I had a call over the weekend asking my opinion on what is proper attire for a matinée performance of the National Symphony. The man is a retired Marine and likes to be squared away, but is used to having a uniform of the day on which to rely.
What a great question, especially in light of our discussions about proper dress requirements in restaurants. Wonderful timing, Major.
The days are behind us when white tie and tails were called for at performances of the opera, symphony or an evening at the theatre. Of course, during those days, men wore coat and tie to Vaudeville shows and the Jack Buchanans and Fred Astaires of the world were style leaders. Cary Grant was said to have based his style on a combination of Buchanan, Noël Coward and Rex Harrison.
(Image Source: Baird Color Television)
With the demise of the dress code, you’re apt to see just about anything at a performance these days, from suits to shorts, stiletto heels to flip-flops. So what’s appropriate, easy and elegant?
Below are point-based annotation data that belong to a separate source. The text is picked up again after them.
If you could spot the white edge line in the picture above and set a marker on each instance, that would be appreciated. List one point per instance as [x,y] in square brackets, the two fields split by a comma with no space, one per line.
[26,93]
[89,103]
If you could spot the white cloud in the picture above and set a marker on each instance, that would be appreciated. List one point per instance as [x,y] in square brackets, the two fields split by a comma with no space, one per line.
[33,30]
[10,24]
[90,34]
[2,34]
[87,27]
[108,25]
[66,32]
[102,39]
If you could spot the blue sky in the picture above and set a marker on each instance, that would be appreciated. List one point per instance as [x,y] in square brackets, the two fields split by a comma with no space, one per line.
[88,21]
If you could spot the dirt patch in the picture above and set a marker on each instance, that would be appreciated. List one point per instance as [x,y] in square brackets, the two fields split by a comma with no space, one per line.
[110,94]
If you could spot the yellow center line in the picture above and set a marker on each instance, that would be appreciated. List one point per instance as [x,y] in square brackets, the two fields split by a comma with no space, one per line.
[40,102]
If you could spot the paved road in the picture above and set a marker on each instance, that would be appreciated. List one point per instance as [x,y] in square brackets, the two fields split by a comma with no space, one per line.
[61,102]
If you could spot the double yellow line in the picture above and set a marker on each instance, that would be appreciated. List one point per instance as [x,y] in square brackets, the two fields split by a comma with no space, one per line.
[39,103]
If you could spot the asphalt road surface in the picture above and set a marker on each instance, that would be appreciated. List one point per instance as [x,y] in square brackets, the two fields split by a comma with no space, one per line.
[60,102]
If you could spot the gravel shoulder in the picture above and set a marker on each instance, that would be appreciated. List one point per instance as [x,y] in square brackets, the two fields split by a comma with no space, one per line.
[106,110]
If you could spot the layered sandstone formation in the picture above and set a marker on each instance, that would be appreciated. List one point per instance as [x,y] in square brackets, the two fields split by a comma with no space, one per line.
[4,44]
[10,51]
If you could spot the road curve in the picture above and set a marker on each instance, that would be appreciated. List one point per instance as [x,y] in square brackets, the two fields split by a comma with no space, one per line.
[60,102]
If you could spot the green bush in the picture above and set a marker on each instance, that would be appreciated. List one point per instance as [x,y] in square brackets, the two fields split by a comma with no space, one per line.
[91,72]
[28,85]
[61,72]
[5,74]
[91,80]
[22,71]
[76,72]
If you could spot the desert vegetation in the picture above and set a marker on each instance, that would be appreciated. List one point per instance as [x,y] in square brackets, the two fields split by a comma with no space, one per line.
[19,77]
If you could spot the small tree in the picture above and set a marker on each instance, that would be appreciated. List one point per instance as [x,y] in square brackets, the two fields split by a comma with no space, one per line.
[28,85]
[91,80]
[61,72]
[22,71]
I think men have it easier here. When in doubt, a blue blazer, grey trousers, a tie and collared shirt are always correct. Toss on the highly polished slip-on or suede shoe and you are ready for just about anything short of a black tie affair. I tend to like a double-breasted blue blazer during the cooler months. Burberry and Ralph Lauren make good off-the-rack options. Yours should be ventless or side-vented and I prefer six buttons to four.
But what about the distaff members of the audience? Cocktail length dress? Pants suit? the possibilities are staggering. Mrs. E. has a belted sweater dress in heather grey with a roll-neck that she wears to great effect with a pair of brown tall boots and long strand of pearls. The bullet-proof, always correct option is the slim wool trouser and cashmere twin-set with short strand of pearls and moderate heels. Ann Taylor was known for this sort of look in the past. Ralph Lauren will sometimes show a wonderful pencil skirt with a white blouse, pearls and a cashmere cardigan. These days, the cardigan is likely to be belted.
What about you, dear readers? I know you’ve got your “go-to” never-fail staples. Feel free to share a thought or two.